L’HIC, qui survient lorsqu’un vaisseau sanguin du cerveau se rompt, représente environ 15 % de tous les AVC, mais est responsable d’une proportion alarmante de 50 % des décès liés à cette pathologie. L’essai FASTEST, mené sur 93 sites répartis aux États-Unis, au Canada, en Allemagne, au Japon, en Espagne et au Royaume-Uni, a évalué l’efficacité du facteur VIIa recombinant (rFVIIa), une version synthétique d’une protéine naturelle impliquée dans la coagulation sanguine.

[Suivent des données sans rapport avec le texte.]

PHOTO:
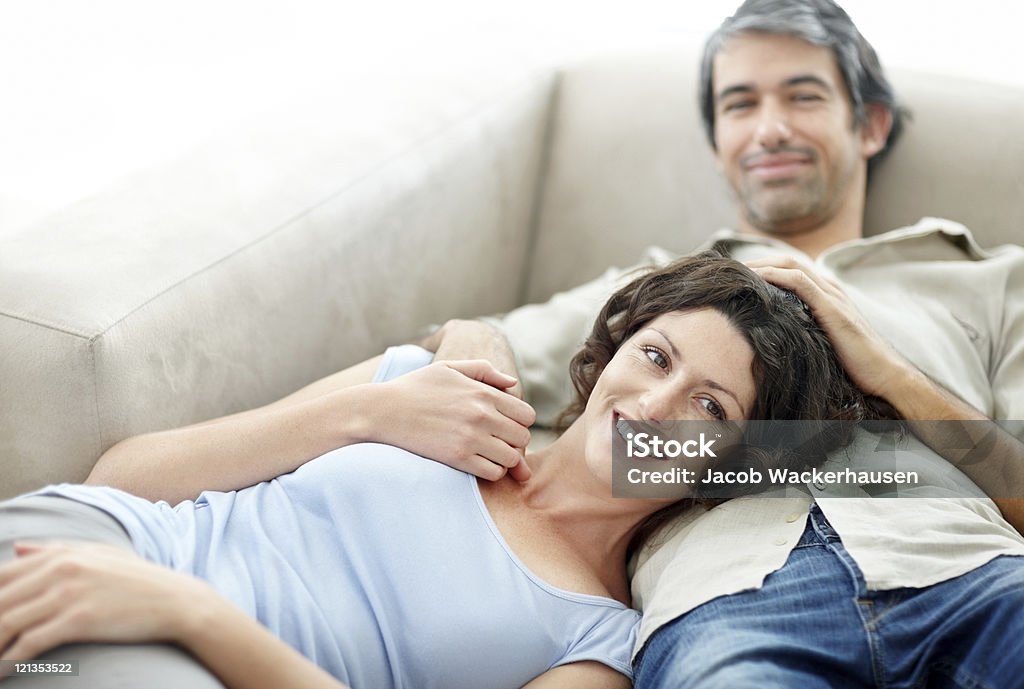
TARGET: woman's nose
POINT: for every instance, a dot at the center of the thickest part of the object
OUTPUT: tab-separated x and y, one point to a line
658	405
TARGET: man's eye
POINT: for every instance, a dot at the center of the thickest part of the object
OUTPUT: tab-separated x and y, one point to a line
656	356
713	407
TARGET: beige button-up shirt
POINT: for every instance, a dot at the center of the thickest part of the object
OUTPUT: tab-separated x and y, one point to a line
953	309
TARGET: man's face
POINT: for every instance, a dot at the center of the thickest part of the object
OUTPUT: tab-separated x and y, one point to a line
784	132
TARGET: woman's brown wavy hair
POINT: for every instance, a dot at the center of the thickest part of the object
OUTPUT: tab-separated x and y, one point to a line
797	373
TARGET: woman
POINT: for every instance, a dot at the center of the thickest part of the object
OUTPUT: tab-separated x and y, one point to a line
382	569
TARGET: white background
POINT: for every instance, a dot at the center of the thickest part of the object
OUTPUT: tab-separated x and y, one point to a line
92	90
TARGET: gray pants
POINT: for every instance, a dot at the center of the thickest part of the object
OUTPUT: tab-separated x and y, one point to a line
99	665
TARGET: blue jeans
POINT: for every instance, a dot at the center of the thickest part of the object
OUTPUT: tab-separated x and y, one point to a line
814	625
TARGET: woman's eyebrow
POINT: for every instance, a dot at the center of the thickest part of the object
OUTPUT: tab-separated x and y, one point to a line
709	382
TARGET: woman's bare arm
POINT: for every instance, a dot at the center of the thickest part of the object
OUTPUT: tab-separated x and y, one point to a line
453	412
112	595
584	675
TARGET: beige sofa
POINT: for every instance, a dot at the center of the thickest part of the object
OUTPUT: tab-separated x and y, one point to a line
300	243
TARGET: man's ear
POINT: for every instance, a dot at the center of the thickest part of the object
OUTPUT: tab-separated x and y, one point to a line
875	132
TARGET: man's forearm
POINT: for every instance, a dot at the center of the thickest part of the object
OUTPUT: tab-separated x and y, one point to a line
995	459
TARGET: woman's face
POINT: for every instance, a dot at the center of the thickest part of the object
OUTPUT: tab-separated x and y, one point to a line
684	365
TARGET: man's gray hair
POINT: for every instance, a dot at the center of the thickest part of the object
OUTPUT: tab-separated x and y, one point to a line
820	23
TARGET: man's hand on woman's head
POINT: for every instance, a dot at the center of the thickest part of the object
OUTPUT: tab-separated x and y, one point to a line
870	361
460	414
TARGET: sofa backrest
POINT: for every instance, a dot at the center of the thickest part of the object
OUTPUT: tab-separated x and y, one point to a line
629	166
262	260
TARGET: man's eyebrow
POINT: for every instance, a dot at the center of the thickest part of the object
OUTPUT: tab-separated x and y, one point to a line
808	79
798	80
738	88
709	382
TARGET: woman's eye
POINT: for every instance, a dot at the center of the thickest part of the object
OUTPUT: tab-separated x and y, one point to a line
713	407
656	356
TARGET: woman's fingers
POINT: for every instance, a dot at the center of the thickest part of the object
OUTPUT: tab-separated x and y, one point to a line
484	372
33	628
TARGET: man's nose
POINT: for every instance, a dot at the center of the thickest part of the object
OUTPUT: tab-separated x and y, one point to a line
773	130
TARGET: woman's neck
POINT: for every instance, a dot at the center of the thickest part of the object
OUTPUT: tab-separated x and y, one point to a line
564	509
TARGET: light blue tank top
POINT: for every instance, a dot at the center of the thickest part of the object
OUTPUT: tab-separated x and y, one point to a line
380	566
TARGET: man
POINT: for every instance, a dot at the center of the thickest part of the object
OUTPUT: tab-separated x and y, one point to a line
826	593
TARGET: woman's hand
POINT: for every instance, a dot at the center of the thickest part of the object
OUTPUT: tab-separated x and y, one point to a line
458	413
54	594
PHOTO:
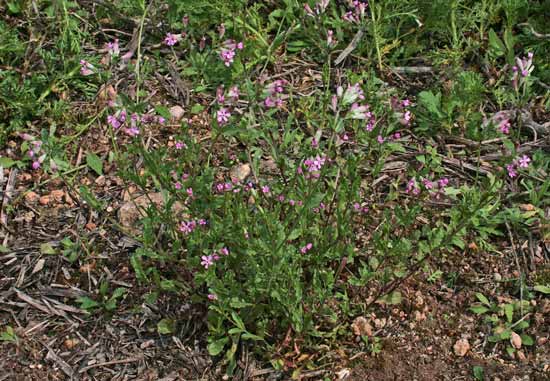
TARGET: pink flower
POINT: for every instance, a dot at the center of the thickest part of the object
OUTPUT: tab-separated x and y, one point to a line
171	39
113	121
524	161
86	68
511	170
223	116
306	248
207	261
504	126
427	183
443	182
113	48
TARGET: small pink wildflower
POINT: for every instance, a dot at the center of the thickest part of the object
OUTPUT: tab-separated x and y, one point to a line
524	161
306	248
504	126
171	39
223	116
511	168
86	68
207	261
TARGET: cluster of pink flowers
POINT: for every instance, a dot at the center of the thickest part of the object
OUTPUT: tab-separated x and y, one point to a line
86	68
227	52
113	49
209	260
306	248
504	126
320	7
223	116
356	14
359	208
274	93
172	39
318	209
187	227
522	162
36	153
131	125
331	41
438	186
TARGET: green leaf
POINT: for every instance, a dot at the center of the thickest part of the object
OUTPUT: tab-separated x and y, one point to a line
87	303
166	326
483	299
94	162
250	336
431	102
216	347
478	373
238	321
496	46
542	288
237	303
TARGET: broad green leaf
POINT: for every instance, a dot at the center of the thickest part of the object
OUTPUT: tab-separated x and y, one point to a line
95	163
166	326
216	347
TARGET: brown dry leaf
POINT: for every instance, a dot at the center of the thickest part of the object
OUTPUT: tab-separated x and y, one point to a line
515	340
461	347
361	327
131	211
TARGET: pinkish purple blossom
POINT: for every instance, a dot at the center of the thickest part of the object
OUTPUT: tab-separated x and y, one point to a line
171	39
207	261
223	116
524	161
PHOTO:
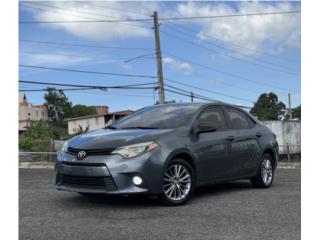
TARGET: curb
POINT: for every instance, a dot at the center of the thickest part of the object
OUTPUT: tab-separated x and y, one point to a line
36	165
50	165
289	165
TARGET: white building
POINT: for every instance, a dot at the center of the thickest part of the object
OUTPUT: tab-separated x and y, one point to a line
93	122
29	112
89	123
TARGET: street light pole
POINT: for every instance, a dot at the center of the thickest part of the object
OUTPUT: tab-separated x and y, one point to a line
158	56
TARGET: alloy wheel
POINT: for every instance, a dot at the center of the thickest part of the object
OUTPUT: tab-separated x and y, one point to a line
177	182
266	171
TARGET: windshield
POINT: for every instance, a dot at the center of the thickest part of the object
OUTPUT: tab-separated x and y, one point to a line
161	116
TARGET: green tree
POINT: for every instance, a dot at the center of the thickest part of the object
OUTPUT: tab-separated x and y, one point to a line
41	130
296	112
59	106
37	136
82	110
268	107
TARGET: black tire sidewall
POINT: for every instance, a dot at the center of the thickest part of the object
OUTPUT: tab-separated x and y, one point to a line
164	197
258	181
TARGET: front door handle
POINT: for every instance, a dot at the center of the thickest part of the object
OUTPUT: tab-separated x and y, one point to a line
258	134
230	138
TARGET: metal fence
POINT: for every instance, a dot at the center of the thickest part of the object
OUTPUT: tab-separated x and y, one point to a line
290	153
37	156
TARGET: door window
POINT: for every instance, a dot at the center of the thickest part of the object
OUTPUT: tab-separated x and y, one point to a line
238	119
214	115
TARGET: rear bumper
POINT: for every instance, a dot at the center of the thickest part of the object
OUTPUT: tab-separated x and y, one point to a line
109	174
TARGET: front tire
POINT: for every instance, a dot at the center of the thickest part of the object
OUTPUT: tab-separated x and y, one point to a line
178	183
265	174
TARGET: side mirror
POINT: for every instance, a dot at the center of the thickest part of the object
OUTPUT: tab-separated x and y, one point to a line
205	126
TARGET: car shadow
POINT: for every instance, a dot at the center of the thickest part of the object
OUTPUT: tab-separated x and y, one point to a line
142	200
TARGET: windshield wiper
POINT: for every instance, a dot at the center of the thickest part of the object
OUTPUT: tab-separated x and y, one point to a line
139	127
110	127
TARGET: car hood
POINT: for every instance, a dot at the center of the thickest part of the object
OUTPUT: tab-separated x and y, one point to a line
108	138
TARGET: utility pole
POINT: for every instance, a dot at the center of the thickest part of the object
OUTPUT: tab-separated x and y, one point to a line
159	60
290	110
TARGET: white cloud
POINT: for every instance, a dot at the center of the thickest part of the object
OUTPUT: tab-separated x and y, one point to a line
52	59
186	68
79	11
254	32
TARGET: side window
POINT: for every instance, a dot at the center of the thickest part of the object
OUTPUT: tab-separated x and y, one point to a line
215	115
238	119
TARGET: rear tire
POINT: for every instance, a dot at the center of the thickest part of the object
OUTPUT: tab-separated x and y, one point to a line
178	183
265	174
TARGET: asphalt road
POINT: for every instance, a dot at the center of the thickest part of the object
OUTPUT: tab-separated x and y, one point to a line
229	211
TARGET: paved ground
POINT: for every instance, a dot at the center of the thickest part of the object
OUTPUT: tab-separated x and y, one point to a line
229	211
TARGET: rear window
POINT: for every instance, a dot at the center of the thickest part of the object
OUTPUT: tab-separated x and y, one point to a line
214	115
238	119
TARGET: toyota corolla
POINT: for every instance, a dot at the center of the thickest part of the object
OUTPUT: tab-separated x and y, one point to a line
169	150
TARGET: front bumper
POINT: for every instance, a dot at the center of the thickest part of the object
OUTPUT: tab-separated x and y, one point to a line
111	174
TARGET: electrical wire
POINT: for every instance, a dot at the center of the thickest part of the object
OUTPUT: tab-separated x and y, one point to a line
83	45
234	44
163	19
87	72
230	56
174	28
230	74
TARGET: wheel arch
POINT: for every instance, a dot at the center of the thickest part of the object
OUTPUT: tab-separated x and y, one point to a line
270	150
184	154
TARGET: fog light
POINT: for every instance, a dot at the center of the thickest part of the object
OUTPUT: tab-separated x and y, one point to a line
137	180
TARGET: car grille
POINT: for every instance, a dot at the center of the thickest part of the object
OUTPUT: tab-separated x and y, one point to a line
90	152
105	183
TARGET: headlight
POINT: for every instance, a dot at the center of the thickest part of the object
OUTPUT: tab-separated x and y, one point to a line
64	148
135	150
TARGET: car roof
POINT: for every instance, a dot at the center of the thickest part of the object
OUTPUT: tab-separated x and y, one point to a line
198	104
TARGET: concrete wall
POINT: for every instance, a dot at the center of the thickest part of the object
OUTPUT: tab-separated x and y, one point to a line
94	122
288	132
29	113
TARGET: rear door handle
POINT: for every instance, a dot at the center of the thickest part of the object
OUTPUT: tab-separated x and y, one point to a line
230	138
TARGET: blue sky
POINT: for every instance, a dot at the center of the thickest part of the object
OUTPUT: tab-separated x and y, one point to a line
244	50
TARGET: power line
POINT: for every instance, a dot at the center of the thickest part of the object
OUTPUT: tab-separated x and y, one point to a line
119	10
69	14
231	15
230	49
83	45
129	86
87	72
62	89
230	56
209	91
235	45
163	19
230	74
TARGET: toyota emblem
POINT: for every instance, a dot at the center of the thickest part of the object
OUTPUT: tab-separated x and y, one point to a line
81	155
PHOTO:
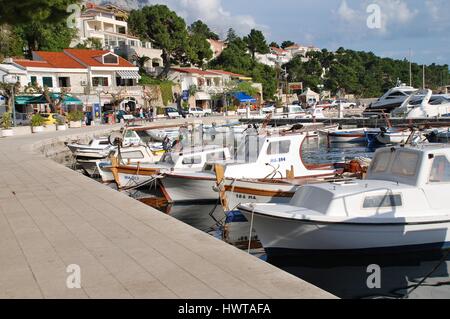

Au total, 328 patients ont reçu le médicament expérimental et 298 ont reçu un placebo dans les deux heures suivant le début de l’HIC. Bien que le rFVIIa ait démontré une capacité à ralentir les saignements, l’étude n’a pas mis en évidence d’amélioration significative des résultats cliniques pour l’ensemble de la population étudiée. L’essai a d’ailleurs été interrompu prématurément en raison d’un manque de preuves de bénéfice.
« Plus on peut traiter rapidement après le début de l’AVC, moins il y a de saignements avec ce traitement », a déclaré le Dr Joseph Broderick, de l’Université de Cincinnati, principal investigateur de l’essai FASTEST.
Les chercheurs soulignent que ces résultats ne signifient pas que le rFVIIa est inefficace dans tous les cas. Ils suggèrent qu’il pourrait être bénéfique pour certains sous-groupes de patients présentant un risque élevé de saignement continu. Des analyses plus approfondies des données de l’essai sont en cours pour identifier ces patients.